Recently, I wrote about a customer trust survey. The feedback was amazing, which compelled me to take this a step further. After more writing and additional research, I recognized the need for more attention to a metric that measures a customer’s trust, which will directly correlate with customer satisfaction levels, loyalty, and any metric that measures what keeps customers or drives them away.
Merriam-Webster defines trust as an assured reliance on the character, ability, strength, or truth of someone or something. One in which confidence is placed.
One can’t ignore that the word confidence is part of the definition! They are very closely linked. We might ask something similar to, “Which came first, the chicken or the egg?” The question would be, “Which comes first, confidence or trust?”
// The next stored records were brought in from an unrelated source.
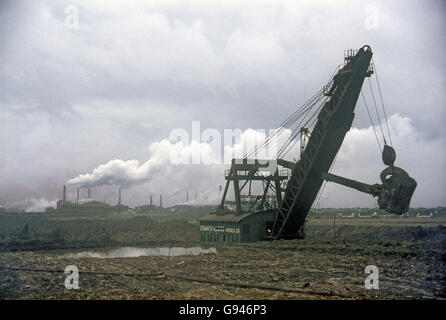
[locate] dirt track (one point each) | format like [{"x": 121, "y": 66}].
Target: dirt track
[{"x": 410, "y": 257}]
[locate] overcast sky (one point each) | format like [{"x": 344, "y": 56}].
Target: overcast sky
[{"x": 74, "y": 97}]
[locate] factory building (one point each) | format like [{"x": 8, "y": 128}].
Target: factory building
[{"x": 236, "y": 228}]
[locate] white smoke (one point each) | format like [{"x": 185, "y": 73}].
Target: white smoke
[
  {"x": 39, "y": 205},
  {"x": 174, "y": 162}
]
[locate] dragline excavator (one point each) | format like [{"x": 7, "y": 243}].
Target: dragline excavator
[{"x": 295, "y": 196}]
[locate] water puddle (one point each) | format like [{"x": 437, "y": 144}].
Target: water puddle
[{"x": 128, "y": 252}]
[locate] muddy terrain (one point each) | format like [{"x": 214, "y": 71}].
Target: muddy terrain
[{"x": 410, "y": 254}]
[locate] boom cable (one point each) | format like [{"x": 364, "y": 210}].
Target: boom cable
[{"x": 382, "y": 102}]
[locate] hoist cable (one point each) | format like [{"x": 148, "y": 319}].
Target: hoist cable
[
  {"x": 371, "y": 121},
  {"x": 376, "y": 109},
  {"x": 293, "y": 118},
  {"x": 297, "y": 131},
  {"x": 382, "y": 102},
  {"x": 313, "y": 118},
  {"x": 286, "y": 124},
  {"x": 296, "y": 115}
]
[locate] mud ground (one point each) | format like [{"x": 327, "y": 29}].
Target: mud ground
[{"x": 329, "y": 264}]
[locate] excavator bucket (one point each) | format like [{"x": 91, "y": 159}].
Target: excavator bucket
[{"x": 397, "y": 190}]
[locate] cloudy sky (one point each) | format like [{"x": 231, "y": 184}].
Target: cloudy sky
[{"x": 100, "y": 85}]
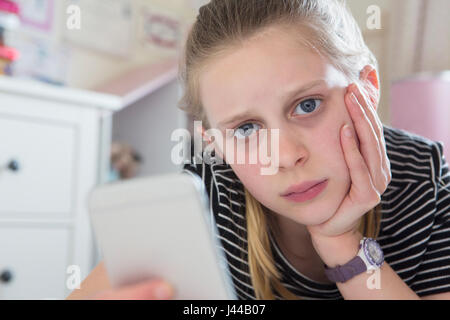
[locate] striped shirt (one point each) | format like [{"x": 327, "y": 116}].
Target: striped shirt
[{"x": 415, "y": 222}]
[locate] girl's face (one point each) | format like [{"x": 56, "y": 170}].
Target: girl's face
[{"x": 263, "y": 79}]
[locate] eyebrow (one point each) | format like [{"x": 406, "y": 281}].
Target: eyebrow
[{"x": 288, "y": 95}]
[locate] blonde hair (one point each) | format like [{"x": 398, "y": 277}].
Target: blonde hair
[{"x": 327, "y": 27}]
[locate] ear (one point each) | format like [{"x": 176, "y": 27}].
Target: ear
[{"x": 369, "y": 78}]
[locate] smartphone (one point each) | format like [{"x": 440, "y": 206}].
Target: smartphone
[{"x": 160, "y": 226}]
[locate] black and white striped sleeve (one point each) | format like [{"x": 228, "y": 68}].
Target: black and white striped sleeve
[{"x": 434, "y": 274}]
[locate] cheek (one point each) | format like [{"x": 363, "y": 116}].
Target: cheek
[{"x": 251, "y": 178}]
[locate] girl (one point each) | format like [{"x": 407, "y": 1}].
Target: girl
[{"x": 302, "y": 67}]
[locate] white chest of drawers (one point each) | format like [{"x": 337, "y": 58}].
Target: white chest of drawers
[{"x": 54, "y": 148}]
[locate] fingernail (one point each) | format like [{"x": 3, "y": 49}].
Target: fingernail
[
  {"x": 354, "y": 99},
  {"x": 347, "y": 131},
  {"x": 163, "y": 291}
]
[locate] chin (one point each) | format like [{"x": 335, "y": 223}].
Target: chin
[{"x": 313, "y": 217}]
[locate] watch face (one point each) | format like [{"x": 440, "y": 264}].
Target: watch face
[{"x": 373, "y": 252}]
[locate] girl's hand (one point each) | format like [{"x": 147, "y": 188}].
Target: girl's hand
[
  {"x": 369, "y": 168},
  {"x": 147, "y": 290}
]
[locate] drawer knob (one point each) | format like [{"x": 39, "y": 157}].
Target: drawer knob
[
  {"x": 6, "y": 276},
  {"x": 13, "y": 165}
]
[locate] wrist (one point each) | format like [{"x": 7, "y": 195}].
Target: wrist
[{"x": 337, "y": 250}]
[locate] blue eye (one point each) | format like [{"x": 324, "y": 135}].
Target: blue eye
[
  {"x": 309, "y": 106},
  {"x": 244, "y": 129}
]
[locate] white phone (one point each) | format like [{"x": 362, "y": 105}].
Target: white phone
[{"x": 160, "y": 226}]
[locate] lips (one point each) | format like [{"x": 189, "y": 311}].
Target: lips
[{"x": 302, "y": 187}]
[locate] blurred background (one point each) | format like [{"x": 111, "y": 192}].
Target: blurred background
[{"x": 88, "y": 95}]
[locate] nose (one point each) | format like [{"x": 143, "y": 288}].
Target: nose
[{"x": 292, "y": 151}]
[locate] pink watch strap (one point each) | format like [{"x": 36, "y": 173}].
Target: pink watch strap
[{"x": 346, "y": 271}]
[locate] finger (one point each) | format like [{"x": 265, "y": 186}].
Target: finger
[
  {"x": 369, "y": 109},
  {"x": 371, "y": 113},
  {"x": 148, "y": 290},
  {"x": 369, "y": 144},
  {"x": 362, "y": 189}
]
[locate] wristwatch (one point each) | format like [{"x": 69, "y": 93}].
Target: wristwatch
[{"x": 370, "y": 257}]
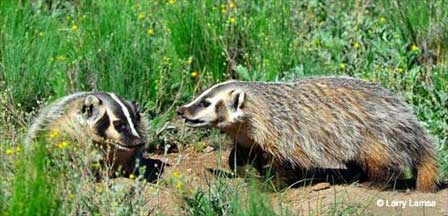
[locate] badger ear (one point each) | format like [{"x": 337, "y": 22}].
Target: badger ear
[
  {"x": 90, "y": 108},
  {"x": 238, "y": 98}
]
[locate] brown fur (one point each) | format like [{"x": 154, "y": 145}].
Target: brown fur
[{"x": 326, "y": 122}]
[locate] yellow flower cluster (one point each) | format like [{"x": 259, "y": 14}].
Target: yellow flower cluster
[
  {"x": 11, "y": 151},
  {"x": 150, "y": 32}
]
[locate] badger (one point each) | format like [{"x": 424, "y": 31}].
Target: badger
[
  {"x": 320, "y": 122},
  {"x": 115, "y": 126}
]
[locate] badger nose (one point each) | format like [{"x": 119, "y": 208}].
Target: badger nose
[{"x": 180, "y": 110}]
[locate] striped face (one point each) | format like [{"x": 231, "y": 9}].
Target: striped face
[
  {"x": 219, "y": 106},
  {"x": 114, "y": 120}
]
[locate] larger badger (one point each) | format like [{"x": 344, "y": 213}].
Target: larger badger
[
  {"x": 114, "y": 125},
  {"x": 326, "y": 122}
]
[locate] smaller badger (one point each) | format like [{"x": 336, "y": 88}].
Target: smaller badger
[
  {"x": 326, "y": 122},
  {"x": 115, "y": 126}
]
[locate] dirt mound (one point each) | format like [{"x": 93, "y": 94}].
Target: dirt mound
[{"x": 194, "y": 171}]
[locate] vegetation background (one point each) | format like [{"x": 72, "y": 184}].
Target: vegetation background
[{"x": 161, "y": 53}]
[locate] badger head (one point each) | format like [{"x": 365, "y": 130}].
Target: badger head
[
  {"x": 220, "y": 106},
  {"x": 114, "y": 121}
]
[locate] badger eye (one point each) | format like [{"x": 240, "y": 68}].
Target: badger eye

Or, put another way: Does more trust lead to higher confidence, or does a higher level of confidence lead to more trust?
Or does it really matter? If you have both, you win. My take is that trust leads to confidence. Customers show confidence in your company through repeat business and referrals. That’s how they express their trust.
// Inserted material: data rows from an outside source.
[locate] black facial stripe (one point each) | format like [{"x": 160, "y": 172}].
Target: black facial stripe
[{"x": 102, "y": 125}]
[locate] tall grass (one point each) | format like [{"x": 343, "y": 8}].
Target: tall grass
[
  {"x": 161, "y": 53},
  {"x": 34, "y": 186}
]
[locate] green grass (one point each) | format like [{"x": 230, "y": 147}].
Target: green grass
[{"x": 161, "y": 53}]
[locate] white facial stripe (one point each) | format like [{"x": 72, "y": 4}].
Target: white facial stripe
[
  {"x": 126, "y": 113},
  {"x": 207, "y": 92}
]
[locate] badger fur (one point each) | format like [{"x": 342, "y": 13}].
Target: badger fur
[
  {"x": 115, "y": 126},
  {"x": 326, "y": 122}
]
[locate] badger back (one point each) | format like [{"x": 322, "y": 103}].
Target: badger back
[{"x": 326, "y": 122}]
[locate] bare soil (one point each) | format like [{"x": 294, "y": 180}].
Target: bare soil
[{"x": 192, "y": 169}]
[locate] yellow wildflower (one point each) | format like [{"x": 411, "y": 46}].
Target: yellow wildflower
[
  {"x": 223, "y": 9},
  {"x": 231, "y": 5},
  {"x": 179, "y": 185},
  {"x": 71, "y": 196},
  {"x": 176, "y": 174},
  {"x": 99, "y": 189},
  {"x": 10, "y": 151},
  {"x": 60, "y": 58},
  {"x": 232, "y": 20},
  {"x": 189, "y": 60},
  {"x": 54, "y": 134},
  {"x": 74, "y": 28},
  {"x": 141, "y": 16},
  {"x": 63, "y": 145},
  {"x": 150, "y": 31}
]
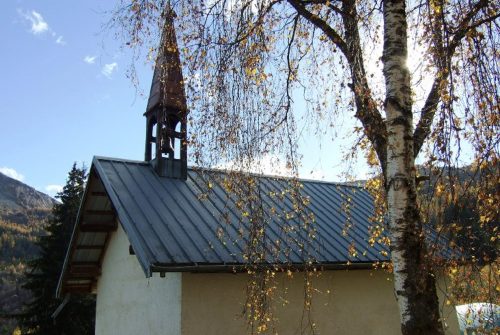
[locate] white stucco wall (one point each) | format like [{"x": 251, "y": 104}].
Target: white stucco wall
[{"x": 130, "y": 303}]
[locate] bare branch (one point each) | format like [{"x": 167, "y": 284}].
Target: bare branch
[{"x": 423, "y": 128}]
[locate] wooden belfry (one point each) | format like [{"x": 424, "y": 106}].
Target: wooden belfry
[{"x": 167, "y": 110}]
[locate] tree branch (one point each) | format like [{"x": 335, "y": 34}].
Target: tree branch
[
  {"x": 322, "y": 25},
  {"x": 423, "y": 128}
]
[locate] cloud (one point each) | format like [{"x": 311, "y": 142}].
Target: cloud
[
  {"x": 89, "y": 59},
  {"x": 60, "y": 40},
  {"x": 38, "y": 24},
  {"x": 53, "y": 189},
  {"x": 11, "y": 173},
  {"x": 108, "y": 69}
]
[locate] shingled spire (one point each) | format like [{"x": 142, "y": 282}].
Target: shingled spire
[{"x": 167, "y": 108}]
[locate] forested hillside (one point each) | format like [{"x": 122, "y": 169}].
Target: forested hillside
[{"x": 23, "y": 212}]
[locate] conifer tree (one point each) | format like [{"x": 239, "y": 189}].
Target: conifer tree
[{"x": 78, "y": 315}]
And that is why I’m officially announcing to you, our subscribers, readers, and viewers, a name to describe the trust questions I recently covered. I call it the Customer Confidence Score™ (CCS), another question to add to the survey questions you use to measure customer satisfaction (CSAT) and Net Promoter Score (NPS). Here’s an anchor question from my recent article on trust surveys:
On a scale of 1-10, how much do you trust that we will always do what’s right for you as our customer?
If your customer doesn’t give you a perfect 10 on this question, there are trust issues. Customers either fully trust you, or they don’t. And obviously, the lower the score, the less likely you’ll see them return. But a score alone is just a number. The real insight comes when you ask your customers why they gave you that score. The answer is your opportunity to resolve trust issues and improve the likelihood they will return.
The Customer Confidence Score™ is the result of surveying for trust, but it’s more than just another metric. It doesn’t replace CSAT or NPS. It completes them by measuring the foundation they are built on: trust. Without trust, a high CSAT or NPS score may be temporary at best. Measure CCS consistently, act on the insights, and you’ll build the kind of confidence and loyalty that get customers to say, “I’ll be back!”